Naad yoga: Are you off-pitch or off-tempo?

Naad yoga Raj Academy

Me and my sarangi. Photo by Laure Teyssendier

In naad yoga, some of the concepts we study are tempo and pitch. We do this by playing and singing raags – sacred songs – comprised of certain notes in a specific pattern to a steady rhythm. But on a deeper level, we work on the tempo and pitch of our life. 

Tempo is the pace and rhythm of life. It’s knowing when to start something and when to finish it. It’s about being on time for people and appointments, but also on time for life events. It’s about being ‘in time’ with our destiny. To coin one of Yogi Bhajan’s five sutras of the Aquarian Age, ‘When the time is upon you, start, and the pressure will be off.’

Pitch is our receptivity (listening) and capacity to ‘pitch’ ourself  at the right note. It’s about intuitively hearing the emotional subtext of what others are saying to us. It’s matching our individual tone to those around us. Another of Yogi Bhajan’s Aquarian Age sutras that resonates with pitch is, ‘Vibrate the cosmos, and the cosmos will clear the path.’
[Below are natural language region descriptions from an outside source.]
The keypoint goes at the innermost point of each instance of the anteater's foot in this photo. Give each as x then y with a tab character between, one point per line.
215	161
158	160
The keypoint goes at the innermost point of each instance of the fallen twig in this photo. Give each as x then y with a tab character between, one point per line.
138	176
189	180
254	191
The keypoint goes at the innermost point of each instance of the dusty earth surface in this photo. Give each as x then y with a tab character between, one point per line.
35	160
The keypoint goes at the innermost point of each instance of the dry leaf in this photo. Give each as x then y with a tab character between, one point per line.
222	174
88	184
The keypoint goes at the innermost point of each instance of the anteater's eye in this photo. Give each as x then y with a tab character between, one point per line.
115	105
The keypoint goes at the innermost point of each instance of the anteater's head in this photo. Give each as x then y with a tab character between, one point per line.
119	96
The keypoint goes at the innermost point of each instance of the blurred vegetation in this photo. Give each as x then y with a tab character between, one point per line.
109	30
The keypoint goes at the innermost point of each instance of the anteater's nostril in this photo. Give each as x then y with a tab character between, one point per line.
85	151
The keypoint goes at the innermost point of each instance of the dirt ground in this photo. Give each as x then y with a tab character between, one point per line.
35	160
My naad yoga teacher, Sidak Kaur, tells me that, in general, we’re skilled at one or the other, but rarely both – unless we work at it. That’s true for me. Tempo is my forte. Rhythm comes easily for me, both when I’m playing my sarangi to the beat of dhol, and on a greater scale, in life situations. I’m an excellent time-keeper, rarely late (more often than not irritatingly early!). I have my daily rhythm down to a fine art, in terms of my sadhana. Pitch, however, is something I need to work on. 
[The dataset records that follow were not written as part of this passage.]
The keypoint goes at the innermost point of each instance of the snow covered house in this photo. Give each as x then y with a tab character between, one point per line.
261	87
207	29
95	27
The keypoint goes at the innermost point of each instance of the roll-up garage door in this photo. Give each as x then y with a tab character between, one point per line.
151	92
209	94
But why is pitch such a weakness for me? It boils down to fear. Listening requires such a depth of receptivity. Listening means to be open to receiving, no matter what we might be receiving. Sometimes it’s safer to fill in the blanks myself, without listening for it. So I’m working on it, this state of deep receptivity. Listening to life, rather than filling in the blanks with my functional mind. Just wanted to share it with you.